Si algo no perdono a los independentistas, además de su insolidaridad, es que con sus acciones temerarias han hecho aflorar los peores sentimientos también en la otra parte.

La sinrazón nacionalista ha resucitado en muchos del otro lado el viejo fantasma de la intolerancia, ese vicio tan inveterado entre nosotros y que tantas desgracias ha traído al país.

El fanatismo secesionista, ése que hace decir a algunos catalanes que no les importa comer piedras con tal de conseguir la independencia, encuentra su imagen especular en la intolerancia de los españolistas a marchamartillo.

Si los radicales del otro lado del Ebro dividen a la población en buenos o malos catalanes, según que estén o no de acuerdo con sus ambiciones secesionistas, también aquí parece que se nos divida en buenos o malos españoles, según sea nuestra posición con respecto a la unidad de España.

Si uno repasa estos días la prensa de Madrid, incluido algún diario que presume de liberal, veremos cómo en sus editoriales y artículos de opinión no se admite la mínima fisura en el apoyo a la contundente respuesta del Gobierno del PP al desafío secesionista.

Quienes osan poner en cuestión que la toma del control del Gobierno catalán por el de Madrid vaya a resolver las cosas, se ven inmediatamente acusados de "complicidad" con el independentismo e incluso directamente de "traición".

Aquí no valen los matices; aquí, como allí, no es lícito discutir nada, sino que se exige patriotismo y lealtad. Y si allí el pueblo canta "L´Estaca", aquí, a falta de algo mejor, muchos, tal vez demasiados corean el "Que viva España".

Pues no. Aunque le acusen injustamente de equidistancia, uno se permite disentir de las posturas radicales de una y otra parte porque está convencido de que los problemas, incluso los más difíciles sólo se resuelven dialogando.

Hay demasiados pirómanos por conveniencia aquí y allá. Y muy pocos, por desgracia, dispuestos a apagar el fuego antes de que termine quemándolo todo.

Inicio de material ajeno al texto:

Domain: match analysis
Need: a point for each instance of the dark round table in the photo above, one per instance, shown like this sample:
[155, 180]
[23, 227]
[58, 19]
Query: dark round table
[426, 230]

Dicen aquéllos que no se sentarán a discutir otra cosa que no sea la independencia, y afirman éstos que no dialogarán con nadie que se haya situado fuera de la Constitución.

Es lo que se llama un "diálogo de sordos". ¿Por qué no les regalamos a ambos una trompetilla para que puedan escuchar las razones del contrario?

Tal vez, por difícil que parezca, terminen encontrando algo en común. Y toda España y Europa se lo agradecerán eternamente.